United Airlines has removed the Boeing 737 Max 10 from its fleet plan and is looking at “alternate options”, as the impact of the recent in-flight loss of a door plug on an Alaska Airlines 737 Max 9 potentially spreads to other variants.

Speaking on a United earnings call on 23 January, chief executive Scott Kirby said that while the carrier is “not cancelling the order” for Max 10s, it has taken the variant out of “internal plans”.

United Max 9

Source: Angel DiBilio/Shutterstock

United is the largest operator of the Max 9 globally

“We’ll be working on what that means exactly with Boeing,” Kirby states. “Boeing is not going to be able to meet their contractual deliveries on at least many of those airplanes.

“I’ll just leave it at that.”

United has more than 230 Max 10s on order, plus another 200 options for the variant. The Federal Aviation Administration approved Boeing to begin the certification flight-test programme for the Max 10 in November last year, with the airframer then aiming to achieve certification later this year.

But United chief financial officer Michael Leskinen describes the grounding of Max 9s in response to the door plug incident as “the straw that broke the camel’s back with believing the Max 10 will deliver on the schedule we had hoped for”. The carrier is now working on the assumption that certification will be delayed.

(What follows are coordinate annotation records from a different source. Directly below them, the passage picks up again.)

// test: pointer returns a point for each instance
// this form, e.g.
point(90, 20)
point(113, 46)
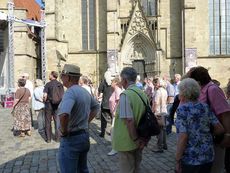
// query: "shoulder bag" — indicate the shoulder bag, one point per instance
point(12, 112)
point(148, 125)
point(216, 138)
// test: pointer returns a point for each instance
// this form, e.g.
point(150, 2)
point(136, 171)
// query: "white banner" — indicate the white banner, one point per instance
point(190, 58)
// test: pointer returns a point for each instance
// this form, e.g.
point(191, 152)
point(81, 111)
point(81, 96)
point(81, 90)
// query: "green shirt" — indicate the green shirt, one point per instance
point(121, 138)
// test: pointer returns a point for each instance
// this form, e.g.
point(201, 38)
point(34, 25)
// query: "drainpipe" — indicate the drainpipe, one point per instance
point(183, 36)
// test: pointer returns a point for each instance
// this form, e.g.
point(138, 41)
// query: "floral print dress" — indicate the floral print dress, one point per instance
point(194, 119)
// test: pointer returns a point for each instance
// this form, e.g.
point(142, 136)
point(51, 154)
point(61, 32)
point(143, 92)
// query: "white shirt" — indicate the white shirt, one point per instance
point(29, 85)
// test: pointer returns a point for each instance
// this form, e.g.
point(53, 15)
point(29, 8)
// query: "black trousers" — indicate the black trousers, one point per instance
point(227, 160)
point(105, 116)
point(51, 111)
point(205, 168)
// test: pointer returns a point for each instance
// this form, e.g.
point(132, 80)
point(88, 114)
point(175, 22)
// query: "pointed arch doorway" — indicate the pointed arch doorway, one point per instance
point(140, 53)
point(139, 66)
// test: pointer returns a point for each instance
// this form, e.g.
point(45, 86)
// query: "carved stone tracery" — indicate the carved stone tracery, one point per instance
point(138, 24)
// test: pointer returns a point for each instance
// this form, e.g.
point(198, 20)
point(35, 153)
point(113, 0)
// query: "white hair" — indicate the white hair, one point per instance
point(108, 77)
point(138, 78)
point(189, 89)
point(177, 76)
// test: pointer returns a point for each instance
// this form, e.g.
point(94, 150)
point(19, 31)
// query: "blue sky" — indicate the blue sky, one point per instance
point(40, 3)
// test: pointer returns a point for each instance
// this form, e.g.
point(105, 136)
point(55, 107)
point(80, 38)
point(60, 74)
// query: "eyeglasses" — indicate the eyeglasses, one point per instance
point(65, 72)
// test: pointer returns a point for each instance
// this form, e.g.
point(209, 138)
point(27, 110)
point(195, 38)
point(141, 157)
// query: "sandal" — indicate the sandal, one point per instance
point(22, 135)
point(28, 133)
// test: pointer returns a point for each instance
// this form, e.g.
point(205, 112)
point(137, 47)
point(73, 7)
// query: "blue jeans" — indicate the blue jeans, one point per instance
point(168, 119)
point(72, 154)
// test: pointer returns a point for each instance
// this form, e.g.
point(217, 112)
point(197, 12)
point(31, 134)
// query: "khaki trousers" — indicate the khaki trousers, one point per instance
point(129, 161)
point(218, 162)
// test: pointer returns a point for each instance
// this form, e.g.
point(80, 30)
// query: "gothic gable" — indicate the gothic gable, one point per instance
point(138, 25)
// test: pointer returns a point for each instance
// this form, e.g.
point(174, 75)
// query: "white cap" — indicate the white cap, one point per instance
point(25, 75)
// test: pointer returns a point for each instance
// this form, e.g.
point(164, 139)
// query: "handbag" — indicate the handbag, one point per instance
point(148, 125)
point(13, 110)
point(216, 138)
point(161, 116)
point(161, 119)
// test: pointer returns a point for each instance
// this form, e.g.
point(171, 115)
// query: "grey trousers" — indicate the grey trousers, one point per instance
point(129, 161)
point(161, 142)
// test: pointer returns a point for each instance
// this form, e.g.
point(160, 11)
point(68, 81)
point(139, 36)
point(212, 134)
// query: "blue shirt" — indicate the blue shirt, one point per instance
point(139, 85)
point(38, 94)
point(77, 103)
point(176, 88)
point(194, 119)
point(125, 109)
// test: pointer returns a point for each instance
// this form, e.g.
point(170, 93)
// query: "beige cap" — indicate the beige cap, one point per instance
point(70, 69)
point(25, 75)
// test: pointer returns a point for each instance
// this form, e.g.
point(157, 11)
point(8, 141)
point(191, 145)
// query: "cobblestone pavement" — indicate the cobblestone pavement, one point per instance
point(33, 154)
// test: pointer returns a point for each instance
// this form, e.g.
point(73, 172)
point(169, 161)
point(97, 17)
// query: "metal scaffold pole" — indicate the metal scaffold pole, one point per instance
point(11, 45)
point(43, 46)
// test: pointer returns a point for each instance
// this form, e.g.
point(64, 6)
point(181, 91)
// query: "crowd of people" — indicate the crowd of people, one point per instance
point(202, 121)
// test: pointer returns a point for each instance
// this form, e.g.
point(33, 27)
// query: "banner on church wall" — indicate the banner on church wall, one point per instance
point(112, 60)
point(190, 58)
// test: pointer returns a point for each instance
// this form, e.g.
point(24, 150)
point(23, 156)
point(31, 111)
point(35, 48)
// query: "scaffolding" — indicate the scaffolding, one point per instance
point(11, 19)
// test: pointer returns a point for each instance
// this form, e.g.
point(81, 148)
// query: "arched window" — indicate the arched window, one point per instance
point(219, 27)
point(88, 24)
point(150, 7)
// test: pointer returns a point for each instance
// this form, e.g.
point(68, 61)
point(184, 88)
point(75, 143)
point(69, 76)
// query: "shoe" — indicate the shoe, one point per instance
point(22, 135)
point(157, 150)
point(112, 152)
point(28, 133)
point(165, 147)
point(102, 136)
point(48, 141)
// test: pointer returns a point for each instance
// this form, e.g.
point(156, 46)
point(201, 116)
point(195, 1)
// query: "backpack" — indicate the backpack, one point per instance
point(57, 92)
point(148, 125)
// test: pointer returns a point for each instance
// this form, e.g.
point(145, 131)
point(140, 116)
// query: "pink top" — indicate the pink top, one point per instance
point(216, 97)
point(114, 100)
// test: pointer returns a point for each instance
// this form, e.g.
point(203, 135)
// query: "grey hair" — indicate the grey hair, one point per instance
point(74, 79)
point(177, 76)
point(130, 74)
point(84, 79)
point(39, 82)
point(162, 83)
point(138, 78)
point(190, 89)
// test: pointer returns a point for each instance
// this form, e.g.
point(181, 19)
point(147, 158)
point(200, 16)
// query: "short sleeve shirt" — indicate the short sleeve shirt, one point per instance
point(218, 103)
point(114, 100)
point(107, 91)
point(48, 88)
point(170, 91)
point(175, 85)
point(77, 103)
point(194, 119)
point(20, 92)
point(125, 109)
point(161, 100)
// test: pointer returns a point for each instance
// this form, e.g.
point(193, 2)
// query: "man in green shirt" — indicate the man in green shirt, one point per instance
point(128, 114)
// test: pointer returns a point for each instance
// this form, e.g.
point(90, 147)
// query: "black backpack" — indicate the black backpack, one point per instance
point(148, 125)
point(56, 94)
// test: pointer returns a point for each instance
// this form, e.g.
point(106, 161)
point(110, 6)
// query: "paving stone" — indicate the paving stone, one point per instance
point(32, 154)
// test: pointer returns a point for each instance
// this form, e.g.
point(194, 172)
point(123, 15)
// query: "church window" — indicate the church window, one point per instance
point(219, 27)
point(1, 41)
point(149, 7)
point(88, 24)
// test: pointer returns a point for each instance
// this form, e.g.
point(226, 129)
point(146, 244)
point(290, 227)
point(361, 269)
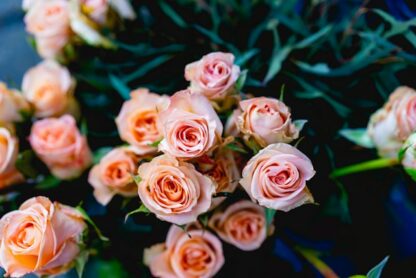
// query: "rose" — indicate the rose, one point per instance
point(190, 126)
point(267, 121)
point(174, 190)
point(49, 87)
point(214, 75)
point(243, 224)
point(196, 253)
point(48, 22)
point(138, 121)
point(276, 177)
point(12, 104)
point(113, 175)
point(96, 10)
point(8, 155)
point(390, 126)
point(223, 170)
point(41, 237)
point(60, 145)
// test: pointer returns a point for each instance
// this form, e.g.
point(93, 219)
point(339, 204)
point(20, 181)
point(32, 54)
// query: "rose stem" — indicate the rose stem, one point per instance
point(364, 166)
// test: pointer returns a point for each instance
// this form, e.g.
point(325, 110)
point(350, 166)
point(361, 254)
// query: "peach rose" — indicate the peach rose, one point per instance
point(276, 177)
point(390, 126)
point(138, 121)
point(243, 224)
point(214, 75)
point(174, 190)
point(267, 121)
point(41, 237)
point(60, 145)
point(197, 253)
point(114, 175)
point(49, 87)
point(12, 103)
point(223, 170)
point(190, 126)
point(48, 21)
point(8, 154)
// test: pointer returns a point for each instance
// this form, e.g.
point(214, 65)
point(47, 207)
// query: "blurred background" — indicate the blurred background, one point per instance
point(338, 59)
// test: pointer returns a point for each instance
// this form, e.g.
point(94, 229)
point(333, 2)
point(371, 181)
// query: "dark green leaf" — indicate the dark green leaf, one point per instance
point(89, 221)
point(120, 86)
point(24, 164)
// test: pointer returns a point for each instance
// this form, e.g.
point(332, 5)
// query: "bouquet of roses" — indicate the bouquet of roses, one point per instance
point(184, 156)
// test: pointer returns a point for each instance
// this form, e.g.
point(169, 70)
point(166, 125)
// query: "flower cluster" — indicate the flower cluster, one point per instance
point(183, 156)
point(57, 24)
point(188, 163)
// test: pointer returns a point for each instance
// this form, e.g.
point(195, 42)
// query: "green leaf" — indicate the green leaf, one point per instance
point(411, 172)
point(89, 221)
point(236, 148)
point(24, 163)
point(145, 68)
point(358, 136)
point(299, 124)
point(270, 213)
point(100, 153)
point(376, 271)
point(48, 182)
point(141, 209)
point(313, 38)
point(120, 86)
point(172, 14)
point(241, 80)
point(81, 261)
point(137, 179)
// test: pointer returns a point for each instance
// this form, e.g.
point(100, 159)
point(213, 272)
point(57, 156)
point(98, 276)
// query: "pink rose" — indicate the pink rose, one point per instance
point(390, 126)
point(114, 175)
point(48, 22)
point(214, 75)
point(60, 145)
point(49, 87)
point(243, 224)
point(41, 237)
point(96, 10)
point(138, 121)
point(190, 126)
point(276, 177)
point(174, 190)
point(12, 103)
point(8, 154)
point(197, 253)
point(267, 121)
point(223, 170)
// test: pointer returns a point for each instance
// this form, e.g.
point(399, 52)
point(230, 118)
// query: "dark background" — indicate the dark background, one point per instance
point(357, 223)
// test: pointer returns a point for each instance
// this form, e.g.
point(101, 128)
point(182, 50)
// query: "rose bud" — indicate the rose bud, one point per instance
point(40, 237)
point(138, 121)
point(243, 224)
point(173, 190)
point(12, 104)
point(60, 145)
point(196, 253)
point(8, 155)
point(390, 126)
point(276, 177)
point(223, 170)
point(267, 121)
point(190, 126)
point(49, 87)
point(48, 22)
point(114, 175)
point(214, 75)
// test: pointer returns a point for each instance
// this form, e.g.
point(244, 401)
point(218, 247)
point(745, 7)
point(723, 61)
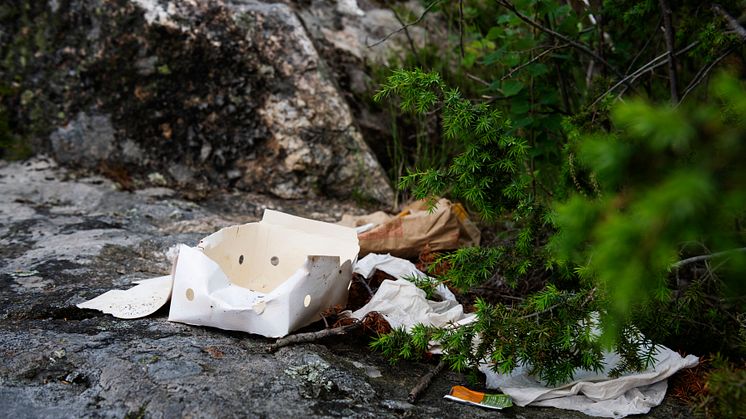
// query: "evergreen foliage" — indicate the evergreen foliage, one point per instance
point(631, 212)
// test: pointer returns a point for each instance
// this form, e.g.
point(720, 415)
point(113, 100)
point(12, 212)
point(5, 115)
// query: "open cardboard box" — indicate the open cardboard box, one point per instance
point(268, 278)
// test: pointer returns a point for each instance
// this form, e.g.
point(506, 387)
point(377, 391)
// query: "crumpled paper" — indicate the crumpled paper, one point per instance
point(446, 227)
point(404, 305)
point(401, 303)
point(596, 394)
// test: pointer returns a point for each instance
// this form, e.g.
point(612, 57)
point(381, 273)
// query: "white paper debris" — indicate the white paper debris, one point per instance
point(596, 394)
point(400, 302)
point(139, 301)
point(268, 278)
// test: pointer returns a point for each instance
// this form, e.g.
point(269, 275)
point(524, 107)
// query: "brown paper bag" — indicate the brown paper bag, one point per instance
point(405, 235)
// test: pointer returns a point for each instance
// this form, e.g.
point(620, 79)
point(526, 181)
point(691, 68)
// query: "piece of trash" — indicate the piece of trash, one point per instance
point(141, 300)
point(268, 278)
point(401, 303)
point(446, 227)
point(595, 394)
point(462, 394)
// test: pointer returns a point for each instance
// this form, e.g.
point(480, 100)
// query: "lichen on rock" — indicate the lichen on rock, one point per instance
point(214, 93)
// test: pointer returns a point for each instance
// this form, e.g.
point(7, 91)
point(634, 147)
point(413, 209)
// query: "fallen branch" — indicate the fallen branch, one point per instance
point(312, 336)
point(700, 258)
point(669, 36)
point(732, 22)
point(702, 73)
point(405, 27)
point(584, 48)
point(409, 37)
point(425, 381)
point(514, 69)
point(650, 66)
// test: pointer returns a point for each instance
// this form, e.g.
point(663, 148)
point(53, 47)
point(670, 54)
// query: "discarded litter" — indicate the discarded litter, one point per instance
point(401, 303)
point(139, 301)
point(595, 394)
point(280, 274)
point(268, 278)
point(462, 394)
point(446, 227)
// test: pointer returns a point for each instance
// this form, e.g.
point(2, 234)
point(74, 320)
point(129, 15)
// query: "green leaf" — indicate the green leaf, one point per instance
point(511, 87)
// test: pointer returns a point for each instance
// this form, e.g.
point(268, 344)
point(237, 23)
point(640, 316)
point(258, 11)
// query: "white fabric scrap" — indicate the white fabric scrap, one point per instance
point(142, 300)
point(595, 394)
point(398, 268)
point(400, 302)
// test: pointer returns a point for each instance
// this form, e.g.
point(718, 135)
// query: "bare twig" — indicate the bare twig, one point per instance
point(644, 47)
point(669, 35)
point(584, 48)
point(650, 66)
point(313, 336)
point(461, 26)
point(477, 79)
point(514, 69)
point(425, 381)
point(409, 37)
point(702, 73)
point(405, 27)
point(700, 258)
point(732, 22)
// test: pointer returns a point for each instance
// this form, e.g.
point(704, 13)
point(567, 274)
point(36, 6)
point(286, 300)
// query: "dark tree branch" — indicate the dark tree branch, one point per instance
point(583, 48)
point(669, 35)
point(520, 67)
point(461, 26)
point(650, 66)
point(425, 381)
point(313, 336)
point(645, 46)
point(409, 37)
point(700, 258)
point(732, 22)
point(405, 27)
point(702, 73)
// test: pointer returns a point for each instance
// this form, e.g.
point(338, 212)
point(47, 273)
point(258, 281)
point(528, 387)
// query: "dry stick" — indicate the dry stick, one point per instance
point(650, 66)
point(409, 37)
point(514, 69)
point(644, 47)
point(732, 22)
point(702, 73)
point(313, 336)
point(669, 35)
point(425, 381)
point(461, 26)
point(405, 27)
point(700, 258)
point(508, 5)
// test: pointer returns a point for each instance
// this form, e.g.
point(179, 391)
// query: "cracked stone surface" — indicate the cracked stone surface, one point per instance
point(65, 239)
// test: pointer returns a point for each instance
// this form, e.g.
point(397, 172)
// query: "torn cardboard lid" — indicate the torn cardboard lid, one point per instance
point(269, 278)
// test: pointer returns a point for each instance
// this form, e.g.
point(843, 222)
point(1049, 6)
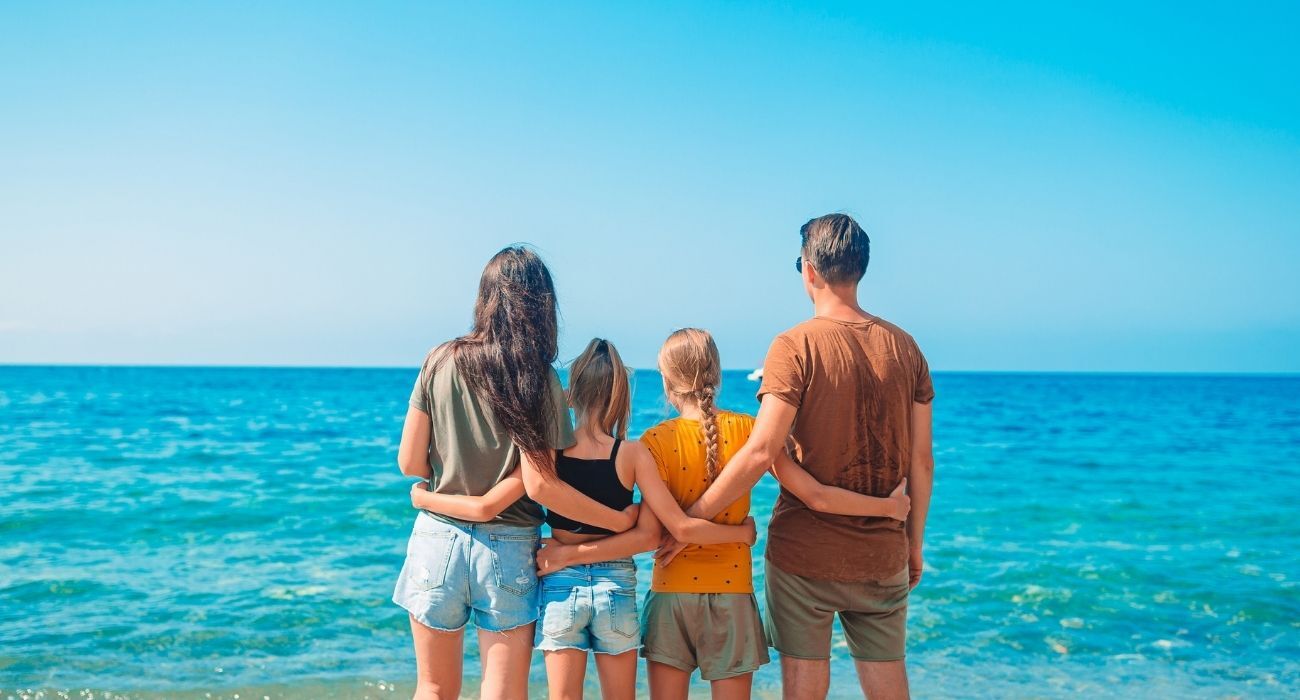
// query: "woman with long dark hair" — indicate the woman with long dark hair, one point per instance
point(485, 419)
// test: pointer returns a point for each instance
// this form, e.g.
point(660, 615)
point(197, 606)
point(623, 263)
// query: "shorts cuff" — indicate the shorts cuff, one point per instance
point(804, 657)
point(550, 646)
point(900, 657)
point(728, 674)
point(502, 629)
point(667, 661)
point(607, 652)
point(424, 619)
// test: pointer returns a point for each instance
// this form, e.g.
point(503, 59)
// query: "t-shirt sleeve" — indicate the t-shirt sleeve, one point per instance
point(653, 440)
point(784, 372)
point(562, 427)
point(420, 392)
point(924, 390)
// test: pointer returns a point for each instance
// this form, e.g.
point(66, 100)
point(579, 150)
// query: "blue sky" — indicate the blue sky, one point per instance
point(1101, 188)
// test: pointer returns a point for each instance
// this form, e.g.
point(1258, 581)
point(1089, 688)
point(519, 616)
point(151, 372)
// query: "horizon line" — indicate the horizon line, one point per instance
point(373, 367)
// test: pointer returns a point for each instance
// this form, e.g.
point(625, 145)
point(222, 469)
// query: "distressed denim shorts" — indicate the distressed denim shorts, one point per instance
point(453, 569)
point(592, 608)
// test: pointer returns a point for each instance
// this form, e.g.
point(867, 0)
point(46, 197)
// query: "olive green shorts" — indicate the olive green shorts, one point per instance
point(720, 634)
point(800, 613)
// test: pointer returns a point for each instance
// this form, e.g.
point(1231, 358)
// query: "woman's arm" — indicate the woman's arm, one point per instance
point(839, 501)
point(645, 536)
point(566, 500)
point(683, 527)
point(414, 452)
point(477, 509)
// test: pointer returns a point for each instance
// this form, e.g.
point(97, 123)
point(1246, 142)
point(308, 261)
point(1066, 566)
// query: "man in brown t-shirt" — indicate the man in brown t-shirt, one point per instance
point(852, 396)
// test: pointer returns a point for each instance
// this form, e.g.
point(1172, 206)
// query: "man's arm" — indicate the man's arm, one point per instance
point(566, 500)
point(921, 475)
point(477, 509)
point(766, 441)
point(840, 501)
point(645, 536)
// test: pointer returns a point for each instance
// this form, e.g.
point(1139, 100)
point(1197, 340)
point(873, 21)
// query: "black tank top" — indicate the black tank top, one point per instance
point(593, 478)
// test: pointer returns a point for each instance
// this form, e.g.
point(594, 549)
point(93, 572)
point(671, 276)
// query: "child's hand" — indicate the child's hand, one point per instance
point(551, 557)
point(417, 492)
point(631, 513)
point(900, 502)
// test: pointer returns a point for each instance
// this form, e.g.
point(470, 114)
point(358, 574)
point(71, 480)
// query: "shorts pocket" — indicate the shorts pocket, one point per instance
point(428, 554)
point(557, 610)
point(512, 561)
point(623, 612)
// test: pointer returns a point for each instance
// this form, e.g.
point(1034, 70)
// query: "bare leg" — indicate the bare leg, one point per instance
point(883, 679)
point(805, 678)
point(566, 670)
point(437, 662)
point(667, 682)
point(618, 675)
point(505, 659)
point(733, 688)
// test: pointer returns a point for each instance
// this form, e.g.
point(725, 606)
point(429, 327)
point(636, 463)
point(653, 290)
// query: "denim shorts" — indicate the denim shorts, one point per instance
point(592, 608)
point(455, 569)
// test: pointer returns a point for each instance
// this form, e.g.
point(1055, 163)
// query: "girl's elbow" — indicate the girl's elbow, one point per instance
point(818, 502)
point(410, 467)
point(684, 531)
point(536, 488)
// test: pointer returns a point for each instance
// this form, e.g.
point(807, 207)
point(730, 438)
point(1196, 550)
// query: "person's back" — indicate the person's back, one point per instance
point(852, 392)
point(854, 384)
point(679, 452)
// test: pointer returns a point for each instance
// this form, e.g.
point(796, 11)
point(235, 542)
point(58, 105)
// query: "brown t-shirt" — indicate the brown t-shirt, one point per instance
point(853, 385)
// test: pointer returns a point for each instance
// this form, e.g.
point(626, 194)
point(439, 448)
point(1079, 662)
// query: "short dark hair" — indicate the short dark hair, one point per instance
point(837, 247)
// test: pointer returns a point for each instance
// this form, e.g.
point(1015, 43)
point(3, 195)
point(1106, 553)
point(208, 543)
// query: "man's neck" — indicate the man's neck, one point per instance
point(839, 303)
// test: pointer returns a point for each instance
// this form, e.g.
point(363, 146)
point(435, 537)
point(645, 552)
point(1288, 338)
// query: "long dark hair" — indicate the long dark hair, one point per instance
point(507, 357)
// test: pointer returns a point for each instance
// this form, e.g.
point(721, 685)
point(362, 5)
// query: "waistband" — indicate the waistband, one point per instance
point(611, 569)
point(424, 522)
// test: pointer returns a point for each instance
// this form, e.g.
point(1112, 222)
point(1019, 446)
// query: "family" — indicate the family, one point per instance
point(844, 424)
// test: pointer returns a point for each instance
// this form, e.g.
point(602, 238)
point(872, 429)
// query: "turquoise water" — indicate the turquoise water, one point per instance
point(190, 532)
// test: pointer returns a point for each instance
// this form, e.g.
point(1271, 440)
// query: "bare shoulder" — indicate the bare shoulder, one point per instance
point(629, 456)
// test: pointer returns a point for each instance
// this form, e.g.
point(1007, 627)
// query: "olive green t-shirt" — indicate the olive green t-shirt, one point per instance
point(468, 450)
point(853, 385)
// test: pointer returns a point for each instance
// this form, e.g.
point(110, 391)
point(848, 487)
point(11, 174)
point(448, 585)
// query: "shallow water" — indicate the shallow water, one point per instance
point(193, 532)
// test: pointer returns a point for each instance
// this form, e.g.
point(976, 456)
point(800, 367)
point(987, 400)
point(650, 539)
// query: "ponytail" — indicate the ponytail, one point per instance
point(709, 411)
point(692, 370)
point(598, 388)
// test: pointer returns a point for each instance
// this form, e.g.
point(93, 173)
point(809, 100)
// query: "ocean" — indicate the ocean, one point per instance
point(235, 532)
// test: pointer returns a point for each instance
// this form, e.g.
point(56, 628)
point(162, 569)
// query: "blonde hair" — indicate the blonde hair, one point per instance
point(692, 371)
point(598, 387)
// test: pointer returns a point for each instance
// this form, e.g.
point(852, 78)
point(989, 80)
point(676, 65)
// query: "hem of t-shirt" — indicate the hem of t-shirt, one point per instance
point(784, 396)
point(819, 574)
point(493, 522)
point(740, 590)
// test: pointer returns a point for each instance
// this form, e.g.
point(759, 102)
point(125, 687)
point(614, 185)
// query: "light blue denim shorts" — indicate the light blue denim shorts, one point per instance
point(455, 569)
point(590, 606)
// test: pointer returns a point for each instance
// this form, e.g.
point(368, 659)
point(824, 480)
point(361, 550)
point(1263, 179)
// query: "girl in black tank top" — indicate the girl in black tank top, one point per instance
point(593, 606)
point(594, 478)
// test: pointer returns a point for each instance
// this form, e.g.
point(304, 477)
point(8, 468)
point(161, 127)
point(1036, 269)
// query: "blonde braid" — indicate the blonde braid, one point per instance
point(710, 423)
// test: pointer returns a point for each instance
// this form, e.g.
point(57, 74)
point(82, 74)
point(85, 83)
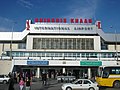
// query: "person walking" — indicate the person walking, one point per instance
point(21, 84)
point(11, 82)
point(28, 84)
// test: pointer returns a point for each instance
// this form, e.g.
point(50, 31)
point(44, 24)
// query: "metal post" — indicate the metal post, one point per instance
point(11, 42)
point(116, 46)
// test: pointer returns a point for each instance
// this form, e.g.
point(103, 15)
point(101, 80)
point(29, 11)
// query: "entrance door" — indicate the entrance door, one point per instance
point(51, 73)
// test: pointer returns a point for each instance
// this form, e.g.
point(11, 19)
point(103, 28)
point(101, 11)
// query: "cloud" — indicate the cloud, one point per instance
point(25, 3)
point(83, 9)
point(5, 24)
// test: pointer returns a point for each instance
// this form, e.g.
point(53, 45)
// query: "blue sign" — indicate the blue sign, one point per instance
point(42, 63)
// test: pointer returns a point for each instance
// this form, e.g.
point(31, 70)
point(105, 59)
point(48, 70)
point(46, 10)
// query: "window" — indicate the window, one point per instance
point(63, 43)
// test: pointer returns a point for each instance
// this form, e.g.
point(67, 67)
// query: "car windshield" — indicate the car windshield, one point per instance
point(74, 81)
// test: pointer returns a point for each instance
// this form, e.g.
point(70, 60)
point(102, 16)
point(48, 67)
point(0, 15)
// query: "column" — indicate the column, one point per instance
point(89, 73)
point(63, 70)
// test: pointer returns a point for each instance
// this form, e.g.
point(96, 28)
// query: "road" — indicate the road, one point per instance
point(52, 85)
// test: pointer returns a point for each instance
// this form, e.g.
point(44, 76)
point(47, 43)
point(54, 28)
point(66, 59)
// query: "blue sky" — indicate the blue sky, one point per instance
point(107, 11)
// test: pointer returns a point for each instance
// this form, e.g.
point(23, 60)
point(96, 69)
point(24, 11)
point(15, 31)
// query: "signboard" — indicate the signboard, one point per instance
point(37, 63)
point(90, 63)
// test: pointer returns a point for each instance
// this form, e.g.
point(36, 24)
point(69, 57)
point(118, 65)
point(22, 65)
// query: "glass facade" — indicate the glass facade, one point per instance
point(64, 43)
point(62, 54)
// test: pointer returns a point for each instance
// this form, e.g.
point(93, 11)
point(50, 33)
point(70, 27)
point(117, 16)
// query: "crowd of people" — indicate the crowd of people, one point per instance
point(23, 79)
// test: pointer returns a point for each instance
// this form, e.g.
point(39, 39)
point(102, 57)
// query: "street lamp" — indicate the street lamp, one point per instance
point(116, 46)
point(11, 40)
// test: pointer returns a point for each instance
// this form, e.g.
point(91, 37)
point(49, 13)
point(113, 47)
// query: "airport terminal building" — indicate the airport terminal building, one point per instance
point(59, 46)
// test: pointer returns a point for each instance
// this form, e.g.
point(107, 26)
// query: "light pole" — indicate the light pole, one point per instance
point(116, 46)
point(11, 41)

”We’re working on alternate plans to see how much higher we can elevate the growth with the Max 10 out,” Leskinen says. 

He adds that United expects its capacity growth “to slow in the coming years” versus previous assumptions, as a result of the Max issues.

Aside from the expected Max 10 delay, Leskinen notes that United does not expect to receive all of the 31 Max 9s that are due for delivery in 2024, as the grounding of that variant continues.

Furthermore, he says United believes the reduction in deliveries from Boeing as a result of the Max 9 door plug incident will spill into 2025.

Supply-chain issues are also continuing to weigh on capacity at United and in the wider industry, the carrier notes.

United is the largest operator of Max 9 jets globally, with 79 of the variant in its fleet at the time of the grounding earlier this month.

The airline’s current assumption is that those jets will remain grounded until the end of January and that it will be loss-making in the first quarter as a result. It maintains a positive outlook for the full year, however. 

United recently began operations with its first Airbus A321neo twinjets from an order for more than 120 of a type that is considered a direct competitor to the Max 10.